Paradójicamente, durante esos años triunfales del Frente Nacional, en medio de las rebeliones estudiantiles, una nueva generación de poetas surgía, principalmente, de las aulas universitarias como respuesta a la mascarada de los adeptos a Gonzalo Arango. Lectores de Borges, Paz, Kavafis, Cernuda, los poetas de la experiencia españoles: Ángel González, J.M. Caballero Bonald, Jaime Gil de Biedma y los colombianos Arturo y Jaramillo Escobar, los ahora llamados miembros de la Generación desencantada se refugiaron más que en sí mismos, en la cultura y las tradiciones que había roto el Nadaísmo. Fue en Aurelio Arturo, el elegíaco poeta ignorado y postergado por los ruidos del Piedracielismo y la fanfarria publicitaria de Álvaro Mutis, donde depositaron todas las apuestas de su futuro, que hoy ciertamente ha llegado.
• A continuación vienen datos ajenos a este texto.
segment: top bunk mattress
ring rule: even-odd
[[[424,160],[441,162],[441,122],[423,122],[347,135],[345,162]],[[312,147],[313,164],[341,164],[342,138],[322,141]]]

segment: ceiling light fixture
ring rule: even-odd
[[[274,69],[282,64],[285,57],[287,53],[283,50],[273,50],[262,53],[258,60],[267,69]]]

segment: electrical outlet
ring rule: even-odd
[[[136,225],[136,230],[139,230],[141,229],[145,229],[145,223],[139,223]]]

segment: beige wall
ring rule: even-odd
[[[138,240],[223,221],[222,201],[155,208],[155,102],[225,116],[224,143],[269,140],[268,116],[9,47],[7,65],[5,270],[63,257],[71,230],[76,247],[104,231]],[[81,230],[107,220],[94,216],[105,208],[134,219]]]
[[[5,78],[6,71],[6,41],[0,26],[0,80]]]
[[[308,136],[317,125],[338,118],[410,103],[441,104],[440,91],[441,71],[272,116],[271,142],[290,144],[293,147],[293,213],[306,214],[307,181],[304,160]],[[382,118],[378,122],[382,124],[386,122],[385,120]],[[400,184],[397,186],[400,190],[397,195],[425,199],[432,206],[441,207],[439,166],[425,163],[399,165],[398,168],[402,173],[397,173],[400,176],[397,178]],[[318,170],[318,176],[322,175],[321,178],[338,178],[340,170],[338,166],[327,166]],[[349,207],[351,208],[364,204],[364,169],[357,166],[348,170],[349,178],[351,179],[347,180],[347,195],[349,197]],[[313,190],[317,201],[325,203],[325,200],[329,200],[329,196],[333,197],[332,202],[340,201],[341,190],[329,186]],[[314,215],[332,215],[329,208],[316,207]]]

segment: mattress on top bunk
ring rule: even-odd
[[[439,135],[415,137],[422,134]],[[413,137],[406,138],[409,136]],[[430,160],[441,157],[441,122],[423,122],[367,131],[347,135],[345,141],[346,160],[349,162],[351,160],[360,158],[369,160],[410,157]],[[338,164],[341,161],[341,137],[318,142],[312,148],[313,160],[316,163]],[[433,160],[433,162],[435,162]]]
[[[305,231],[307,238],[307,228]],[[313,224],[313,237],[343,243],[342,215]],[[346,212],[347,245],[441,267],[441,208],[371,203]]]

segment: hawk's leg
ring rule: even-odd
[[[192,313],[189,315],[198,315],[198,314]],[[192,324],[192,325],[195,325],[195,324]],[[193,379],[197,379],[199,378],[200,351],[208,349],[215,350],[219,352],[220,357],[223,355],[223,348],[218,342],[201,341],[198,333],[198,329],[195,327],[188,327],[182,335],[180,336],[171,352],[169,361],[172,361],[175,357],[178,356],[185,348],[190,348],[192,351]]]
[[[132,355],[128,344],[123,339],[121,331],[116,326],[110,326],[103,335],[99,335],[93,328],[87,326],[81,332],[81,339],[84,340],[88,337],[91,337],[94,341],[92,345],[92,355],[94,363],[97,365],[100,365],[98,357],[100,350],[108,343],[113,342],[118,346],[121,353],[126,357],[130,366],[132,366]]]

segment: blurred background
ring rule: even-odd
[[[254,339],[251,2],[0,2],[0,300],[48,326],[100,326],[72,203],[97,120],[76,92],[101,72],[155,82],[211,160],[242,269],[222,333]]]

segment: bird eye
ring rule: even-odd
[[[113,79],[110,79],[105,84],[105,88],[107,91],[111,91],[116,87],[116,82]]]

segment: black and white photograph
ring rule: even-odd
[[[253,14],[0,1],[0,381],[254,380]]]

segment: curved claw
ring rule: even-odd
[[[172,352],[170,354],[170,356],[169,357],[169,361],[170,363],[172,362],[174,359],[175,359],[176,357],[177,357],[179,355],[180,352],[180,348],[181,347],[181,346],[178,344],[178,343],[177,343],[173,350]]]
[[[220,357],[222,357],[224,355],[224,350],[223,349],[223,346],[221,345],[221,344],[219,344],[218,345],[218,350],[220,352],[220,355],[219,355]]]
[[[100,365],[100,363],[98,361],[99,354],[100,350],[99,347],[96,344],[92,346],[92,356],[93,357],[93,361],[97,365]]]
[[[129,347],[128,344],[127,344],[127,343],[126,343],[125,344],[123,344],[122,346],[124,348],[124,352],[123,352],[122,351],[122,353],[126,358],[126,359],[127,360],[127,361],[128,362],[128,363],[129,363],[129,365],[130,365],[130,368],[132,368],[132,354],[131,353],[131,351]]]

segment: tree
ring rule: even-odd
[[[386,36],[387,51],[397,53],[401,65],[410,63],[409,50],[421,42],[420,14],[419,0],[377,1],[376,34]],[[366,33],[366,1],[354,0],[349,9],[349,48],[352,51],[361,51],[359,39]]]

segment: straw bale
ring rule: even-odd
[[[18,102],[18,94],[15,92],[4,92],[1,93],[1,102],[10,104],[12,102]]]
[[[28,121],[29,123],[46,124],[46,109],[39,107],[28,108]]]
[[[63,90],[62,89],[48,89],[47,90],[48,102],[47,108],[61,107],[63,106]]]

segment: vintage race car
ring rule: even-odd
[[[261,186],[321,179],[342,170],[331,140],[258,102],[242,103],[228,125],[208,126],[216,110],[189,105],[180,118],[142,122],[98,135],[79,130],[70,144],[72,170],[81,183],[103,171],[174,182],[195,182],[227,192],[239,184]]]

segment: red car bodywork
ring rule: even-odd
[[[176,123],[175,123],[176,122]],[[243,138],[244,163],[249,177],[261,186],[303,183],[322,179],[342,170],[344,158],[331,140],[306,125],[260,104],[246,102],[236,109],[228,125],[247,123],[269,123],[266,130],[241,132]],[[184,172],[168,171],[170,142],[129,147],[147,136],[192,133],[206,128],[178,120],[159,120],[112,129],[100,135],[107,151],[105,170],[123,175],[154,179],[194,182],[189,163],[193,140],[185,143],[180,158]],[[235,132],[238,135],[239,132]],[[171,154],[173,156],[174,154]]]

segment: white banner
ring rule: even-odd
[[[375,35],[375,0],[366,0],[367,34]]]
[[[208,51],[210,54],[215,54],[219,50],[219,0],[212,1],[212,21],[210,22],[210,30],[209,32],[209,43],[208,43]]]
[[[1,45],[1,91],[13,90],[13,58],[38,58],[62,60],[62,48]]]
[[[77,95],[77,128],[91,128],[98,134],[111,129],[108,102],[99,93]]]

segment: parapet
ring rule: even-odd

Registros y movimientos que, Sin remedio, una novela de Antonio Caballero Holguín [1945], ha dejado para la historia. Ignacio Escobar es la viva representación de esos nuevos poetas desilusionados, hijos o nietos de la oligarquía y la clase media, que asistiendo a la universidad viven aturdidos por una realidad que no terminan por entender y por ello se refugian en la poesía y sólo rinden culto a ella. Escobar recorre casi quinientas páginas pensando en la complejidad de la creación poética sometido a los vaivenes de una vida social inocua y frívola. Y, sin embargo, como el protagonista, los poetas desencantados cruzan las noches buscando amantes, se reúnen clandestinamente para conspirar con trotskistas y maoístas, visitan, luego, las oficinas de sus parientes funcionarios pensando que mañana podrán tener un cargo público, o serán, por qué no, embajadores y emisarios de la “cultura colombiana”. A esa Generación desencantada pertenecen José Manuel Arango [1937-2002], Giovanni Quessep [1939], Elkin Restrepo [1942], María Mercedes Carranza [1945-2003], Raúl Gómez Jattin [1945-1997] y Juan Gustavo Cobo Borda [1948].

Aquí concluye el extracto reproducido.